**Sarcasm Detection Case Study**
Loading sarcasm detection dataset from this source - it is high quality data from The Onion which is a sarcastic news site.
# https://github.com/rishabhmisra/News-Headlines-Dataset-For-Sarcasm-Detection

url = 'https://raw.githubusercontent.com/rishabhmisra/News-Headlines-Dataset-For-Sarcasm-Detection/master/Sarcasm_Headlines_Dataset.json'


In [None]:
import pandas as pd
import numpy as np
import re
import nltk
from nltk.corpus import stopwords
from sklearn.model_selection import train_test_split
from sklearn.metrics import accuracy_score, confusion_matrix

import tensorflow as tf

In [None]:
import requests
import json

# Replace the URL below with the raw URL of your JSON file
url = 'https://raw.githubusercontent.com/rishabhmisra/News-Headlines-Dataset-For-Sarcasm-Detection/master/Sarcasm_Headlines_Dataset.json'

# Fetch the file from the URL
response = requests.get(url)

# Check if the request was successful
if response.status_code == 200:
    # Split the response text by newlines
    lines = response.text.splitlines()

    # Parse each line as a JSON object and append to a list
    data = [json.loads(line) for line in lines]
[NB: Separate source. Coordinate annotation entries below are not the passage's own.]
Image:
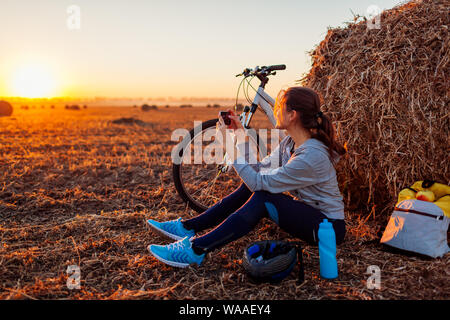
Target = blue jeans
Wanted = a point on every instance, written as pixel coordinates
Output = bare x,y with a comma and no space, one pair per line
238,213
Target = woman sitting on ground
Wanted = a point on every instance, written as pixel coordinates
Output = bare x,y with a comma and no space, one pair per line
302,164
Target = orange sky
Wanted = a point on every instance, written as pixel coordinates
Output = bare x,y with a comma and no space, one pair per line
159,48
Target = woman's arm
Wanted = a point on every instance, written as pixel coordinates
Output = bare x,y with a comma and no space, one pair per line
295,174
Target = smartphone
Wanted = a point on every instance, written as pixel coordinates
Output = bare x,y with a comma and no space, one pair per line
225,116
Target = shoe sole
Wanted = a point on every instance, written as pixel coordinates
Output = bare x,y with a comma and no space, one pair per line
168,234
170,263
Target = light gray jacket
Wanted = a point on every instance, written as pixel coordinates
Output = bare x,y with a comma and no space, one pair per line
307,174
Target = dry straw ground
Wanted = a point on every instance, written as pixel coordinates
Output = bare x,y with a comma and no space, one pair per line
76,188
387,91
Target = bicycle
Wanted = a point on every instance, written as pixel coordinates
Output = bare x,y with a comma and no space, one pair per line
195,183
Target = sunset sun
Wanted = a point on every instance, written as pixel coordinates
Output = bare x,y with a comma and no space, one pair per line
33,81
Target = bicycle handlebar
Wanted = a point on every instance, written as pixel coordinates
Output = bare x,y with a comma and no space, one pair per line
276,67
263,71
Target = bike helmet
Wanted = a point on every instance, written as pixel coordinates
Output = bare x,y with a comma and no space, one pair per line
271,260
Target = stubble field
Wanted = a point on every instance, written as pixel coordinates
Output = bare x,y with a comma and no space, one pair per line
76,189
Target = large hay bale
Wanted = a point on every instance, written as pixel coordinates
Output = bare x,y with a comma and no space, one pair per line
5,109
387,91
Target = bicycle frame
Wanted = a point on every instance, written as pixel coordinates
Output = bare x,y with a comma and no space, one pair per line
267,103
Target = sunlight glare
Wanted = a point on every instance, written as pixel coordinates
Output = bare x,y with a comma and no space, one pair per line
33,81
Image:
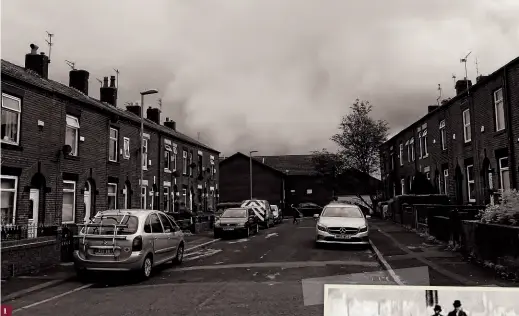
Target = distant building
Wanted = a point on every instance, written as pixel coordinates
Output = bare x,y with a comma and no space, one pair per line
466,147
285,180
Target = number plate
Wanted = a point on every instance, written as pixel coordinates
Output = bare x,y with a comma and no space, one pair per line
103,252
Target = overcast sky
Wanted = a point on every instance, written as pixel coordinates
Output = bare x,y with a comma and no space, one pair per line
269,75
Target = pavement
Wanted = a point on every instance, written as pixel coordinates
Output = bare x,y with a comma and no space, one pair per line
277,272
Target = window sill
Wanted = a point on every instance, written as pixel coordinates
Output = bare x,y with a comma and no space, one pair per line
11,146
499,133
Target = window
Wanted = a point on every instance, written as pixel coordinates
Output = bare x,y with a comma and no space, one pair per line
443,135
424,141
126,148
72,134
113,144
167,159
166,199
471,186
68,214
184,194
190,162
401,154
446,181
11,110
174,158
504,174
112,196
499,108
145,153
143,197
184,162
8,191
411,144
467,133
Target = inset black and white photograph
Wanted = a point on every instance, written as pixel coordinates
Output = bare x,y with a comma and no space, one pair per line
371,300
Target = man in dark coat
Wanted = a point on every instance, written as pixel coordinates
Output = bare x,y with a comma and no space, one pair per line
437,310
457,309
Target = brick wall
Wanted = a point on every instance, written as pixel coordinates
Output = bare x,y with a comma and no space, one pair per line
28,256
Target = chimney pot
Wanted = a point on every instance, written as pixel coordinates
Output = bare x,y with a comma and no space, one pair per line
38,63
78,79
108,94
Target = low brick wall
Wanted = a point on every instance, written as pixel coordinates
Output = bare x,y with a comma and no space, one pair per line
29,255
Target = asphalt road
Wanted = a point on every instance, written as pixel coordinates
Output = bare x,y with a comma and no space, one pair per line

    # Create a DataFrame from the list
    df = pd.DataFrame(data)

    # Display the first few rows of the DataFrame
    print(df.head())
else:
    print(f"Failed to retrieve the file: {response.status_code}")


   is_sarcastic                                           headline  \
0             1  thirtysomething scientists unveil doomsday clo...   
1             0  dem rep. totally nails why congress is falling...   
2             0  eat your veggies: 9 deliciously different recipes   
3             1  inclement weather prevents liar from getting t...   
4             1  mother comes pretty close to using word 'strea...   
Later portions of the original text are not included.